Paula vio que él deslizaba la mirada por sus viejos vaqueros y su camiseta de tirantes, y se dio cuenta de que le parecía no presentaba la imagen adecuada.
–Ni siquiera sabes en qué consiste el trabajo –dijo él con sorna.
–Acabas de decírmelo: necesitas a alguien que se encargue de un bar.
Él sonrió con malicia.
–¿Puedes llevar un bar de striptease?
Paula lo miró boquiabierta. Jamás hubiera imaginado que aquel hombre de aspecto convencional se moviera en ese tipo de ambientes.

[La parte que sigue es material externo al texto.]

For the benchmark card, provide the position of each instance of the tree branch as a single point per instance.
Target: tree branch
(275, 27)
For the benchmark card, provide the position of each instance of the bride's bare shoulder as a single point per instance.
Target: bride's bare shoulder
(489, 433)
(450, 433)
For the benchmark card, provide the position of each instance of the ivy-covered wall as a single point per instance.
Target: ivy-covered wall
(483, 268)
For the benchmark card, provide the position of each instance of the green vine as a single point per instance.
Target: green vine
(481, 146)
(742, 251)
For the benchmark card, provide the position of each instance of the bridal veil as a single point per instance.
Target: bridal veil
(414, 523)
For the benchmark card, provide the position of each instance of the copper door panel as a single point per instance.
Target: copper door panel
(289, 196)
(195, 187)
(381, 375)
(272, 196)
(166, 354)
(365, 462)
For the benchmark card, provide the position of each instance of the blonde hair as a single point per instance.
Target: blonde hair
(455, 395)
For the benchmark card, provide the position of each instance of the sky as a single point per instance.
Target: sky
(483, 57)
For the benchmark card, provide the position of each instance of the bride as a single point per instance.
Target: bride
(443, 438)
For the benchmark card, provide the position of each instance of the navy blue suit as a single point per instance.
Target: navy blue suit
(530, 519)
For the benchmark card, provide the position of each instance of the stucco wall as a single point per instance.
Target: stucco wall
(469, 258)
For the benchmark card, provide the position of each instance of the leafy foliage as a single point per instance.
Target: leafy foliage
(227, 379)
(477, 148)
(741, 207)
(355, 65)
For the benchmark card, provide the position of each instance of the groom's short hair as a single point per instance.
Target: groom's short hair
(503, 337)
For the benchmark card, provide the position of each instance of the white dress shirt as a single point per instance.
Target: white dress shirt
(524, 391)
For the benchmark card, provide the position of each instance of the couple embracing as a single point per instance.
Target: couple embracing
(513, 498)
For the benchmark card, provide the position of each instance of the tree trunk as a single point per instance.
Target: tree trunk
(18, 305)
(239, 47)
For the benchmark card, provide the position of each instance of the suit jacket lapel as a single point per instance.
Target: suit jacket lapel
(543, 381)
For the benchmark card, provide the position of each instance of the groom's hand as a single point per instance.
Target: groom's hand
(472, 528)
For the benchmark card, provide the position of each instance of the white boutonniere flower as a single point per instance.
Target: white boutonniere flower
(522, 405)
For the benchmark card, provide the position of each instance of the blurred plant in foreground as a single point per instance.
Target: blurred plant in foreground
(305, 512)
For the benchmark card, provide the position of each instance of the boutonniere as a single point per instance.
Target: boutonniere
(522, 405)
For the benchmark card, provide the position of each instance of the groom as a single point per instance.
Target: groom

Él se inclinó hacia adelante y dijo:
–No hablaba en serio. Necesito alguien con experiencia y que sea capaz de asumir responsabilidades.
–Yo misma.
–Acabas de decir que has contestado que no.
–No, eso es lo que tú has asumido.
Se miraron fijamente como si se tratara de un duelo.
–Dame tu currículum.
–Dame los detalles del trabajo.
Aunque él tuviera el poder, ella estaba dispuesta a tirarse un farol. De hecho, era una especialista.